Dockerfileのベストプラクティス
1コンテナ1プロセス
コンテナは1つの役割のみ持つことが推奨されています。
アプリケーションを複数のコンテナに切り離すことで、水平スケールやコンテナの再利用がより容易になります。
(どうしても追加プロセスが発生する場合はその限りではありません)
Rootlessなコンテナを作成する
コンテナをrootで実行することは推奨しません。
(通常、コンテナはデフォルトでroot実行されてしまいます)
推奨しない理由については、下記が分かりやすいかと思いますので、引用させていただきます。
コンテナを root 実行することはなぜ危険なのでしょうか。それは、コンテナ内の root の実態がホスト(仮想)マシン上の root と全く同じだからです。攻撃者が root として実行されているコンテナを侵害することに成功した場合、ホストを乗っ取るための一歩を踏み出すことになります。その「一歩」として、コンテナエスケープの脆弱性が利用される可能性があります。頻繁に起こるものではありませんが、可能性はゼロではありません。新しいコンテナ脱出の脆弱性が発見された場合、悪用されるためには権限が必要になることが多いため、まず行う対策としてはコンテナが root 実行されていないことを確認することです。
引用
コンテナを、非rootユーザで実行することによって、Dockerに脆弱性があったとしても、攻撃者にホストのroot権限を奪取されることを防ぐことができるということです。
USER app
built contextを意識する
docker build実行時にDockerfileだけではなく、Dockerfileのあるディレクトリ内の他のファイルも使ってDocker imageを作成します。
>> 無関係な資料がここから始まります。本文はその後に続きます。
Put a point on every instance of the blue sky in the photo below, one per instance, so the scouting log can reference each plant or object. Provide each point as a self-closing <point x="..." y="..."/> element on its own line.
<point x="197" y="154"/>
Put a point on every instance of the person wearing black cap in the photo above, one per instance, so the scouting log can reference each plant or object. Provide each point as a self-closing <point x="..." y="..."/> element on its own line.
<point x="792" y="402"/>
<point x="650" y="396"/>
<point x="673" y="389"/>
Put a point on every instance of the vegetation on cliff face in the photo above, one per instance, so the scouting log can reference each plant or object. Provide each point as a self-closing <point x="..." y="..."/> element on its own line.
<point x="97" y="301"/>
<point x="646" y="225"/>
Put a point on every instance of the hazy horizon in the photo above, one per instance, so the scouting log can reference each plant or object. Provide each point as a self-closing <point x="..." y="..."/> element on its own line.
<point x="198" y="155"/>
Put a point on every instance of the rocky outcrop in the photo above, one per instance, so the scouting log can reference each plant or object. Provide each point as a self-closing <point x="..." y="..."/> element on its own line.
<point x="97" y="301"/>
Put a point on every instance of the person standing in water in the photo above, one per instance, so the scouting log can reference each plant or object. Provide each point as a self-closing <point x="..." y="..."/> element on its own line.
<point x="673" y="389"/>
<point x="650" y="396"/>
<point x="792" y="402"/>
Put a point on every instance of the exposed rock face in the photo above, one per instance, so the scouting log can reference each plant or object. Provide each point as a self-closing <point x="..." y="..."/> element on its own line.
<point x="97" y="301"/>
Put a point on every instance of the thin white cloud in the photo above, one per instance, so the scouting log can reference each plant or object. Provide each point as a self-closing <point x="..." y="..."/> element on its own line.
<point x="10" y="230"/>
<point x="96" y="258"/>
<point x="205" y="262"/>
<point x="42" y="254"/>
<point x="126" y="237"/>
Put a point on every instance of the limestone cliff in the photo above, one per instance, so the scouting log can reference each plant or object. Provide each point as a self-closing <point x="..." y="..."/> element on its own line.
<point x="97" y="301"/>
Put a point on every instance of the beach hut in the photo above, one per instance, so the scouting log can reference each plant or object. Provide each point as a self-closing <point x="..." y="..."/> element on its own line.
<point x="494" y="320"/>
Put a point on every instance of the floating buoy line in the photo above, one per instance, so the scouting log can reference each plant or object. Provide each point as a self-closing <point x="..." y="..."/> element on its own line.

この、ディレクトリ内の状況をbuilt contextといいます。
重要なのが、docker daemonに受け渡しているデータ量が、built contextに依存するということです。
つまり、built contextに不要なディレクトリやファイルがあると、build時に時間がかかってしまったり、メモリを消費する原因となってしまうのです。
built context内にファイルを配置しなくてはいけない状況になった場合は、.dockerignoreを使用して、該当ファイルをbuilt contextから除外しましょう。
ポイント
- built contextに不要なファイルやディレクトリを含まない
- .dockerignoreを使用する
Layerを最小にする
Docker imageを作成する際は、Dockerfileに記述された手順に沿って1つのimageを作成することになります。
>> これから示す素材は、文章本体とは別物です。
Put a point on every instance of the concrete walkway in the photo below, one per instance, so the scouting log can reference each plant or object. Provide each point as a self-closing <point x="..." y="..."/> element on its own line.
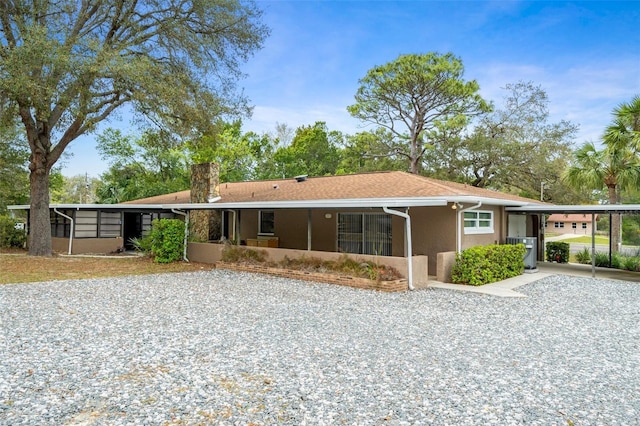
<point x="506" y="288"/>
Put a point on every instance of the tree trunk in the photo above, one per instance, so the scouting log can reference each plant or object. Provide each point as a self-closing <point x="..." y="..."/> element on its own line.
<point x="39" y="222"/>
<point x="615" y="221"/>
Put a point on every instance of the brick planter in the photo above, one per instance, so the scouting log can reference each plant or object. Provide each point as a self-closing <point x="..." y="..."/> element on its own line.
<point x="357" y="282"/>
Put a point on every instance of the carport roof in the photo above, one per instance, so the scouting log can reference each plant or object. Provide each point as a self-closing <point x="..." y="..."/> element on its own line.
<point x="569" y="209"/>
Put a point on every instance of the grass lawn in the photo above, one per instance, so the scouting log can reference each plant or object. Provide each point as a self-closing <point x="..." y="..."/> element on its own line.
<point x="17" y="267"/>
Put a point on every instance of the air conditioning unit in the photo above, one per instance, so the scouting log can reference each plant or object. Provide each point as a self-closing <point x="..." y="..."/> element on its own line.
<point x="530" y="258"/>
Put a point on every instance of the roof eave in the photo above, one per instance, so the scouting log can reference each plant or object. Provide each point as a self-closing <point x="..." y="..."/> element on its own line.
<point x="599" y="208"/>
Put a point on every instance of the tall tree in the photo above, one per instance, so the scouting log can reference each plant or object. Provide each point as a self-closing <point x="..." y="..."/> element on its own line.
<point x="151" y="164"/>
<point x="362" y="153"/>
<point x="315" y="150"/>
<point x="14" y="174"/>
<point x="411" y="96"/>
<point x="515" y="147"/>
<point x="624" y="132"/>
<point x="67" y="65"/>
<point x="240" y="156"/>
<point x="78" y="189"/>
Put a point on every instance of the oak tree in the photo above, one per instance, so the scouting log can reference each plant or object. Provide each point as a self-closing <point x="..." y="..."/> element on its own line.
<point x="413" y="95"/>
<point x="67" y="65"/>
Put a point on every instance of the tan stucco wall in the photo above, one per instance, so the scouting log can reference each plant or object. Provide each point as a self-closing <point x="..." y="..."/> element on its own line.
<point x="87" y="245"/>
<point x="434" y="231"/>
<point x="291" y="228"/>
<point x="211" y="253"/>
<point x="204" y="252"/>
<point x="499" y="230"/>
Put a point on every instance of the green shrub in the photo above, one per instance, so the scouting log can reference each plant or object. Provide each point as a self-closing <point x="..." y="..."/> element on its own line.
<point x="167" y="240"/>
<point x="631" y="264"/>
<point x="9" y="235"/>
<point x="602" y="259"/>
<point x="617" y="260"/>
<point x="142" y="244"/>
<point x="584" y="256"/>
<point x="557" y="251"/>
<point x="486" y="264"/>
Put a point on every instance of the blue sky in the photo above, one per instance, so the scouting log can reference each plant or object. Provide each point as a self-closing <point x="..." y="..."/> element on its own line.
<point x="586" y="55"/>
このとき作成されたimageはLayer構造をしており、1つのLayerはDockerfile内の1つ手順に該当します。
Dockerfileでimage Layer数を最小に意識する必要があります。
RUNやCOPY、ADDといった命令はdocker imageのLayerを増やすことになり、Layerが増えることによって最終的にできるimageの容量が大きくなってしまいます。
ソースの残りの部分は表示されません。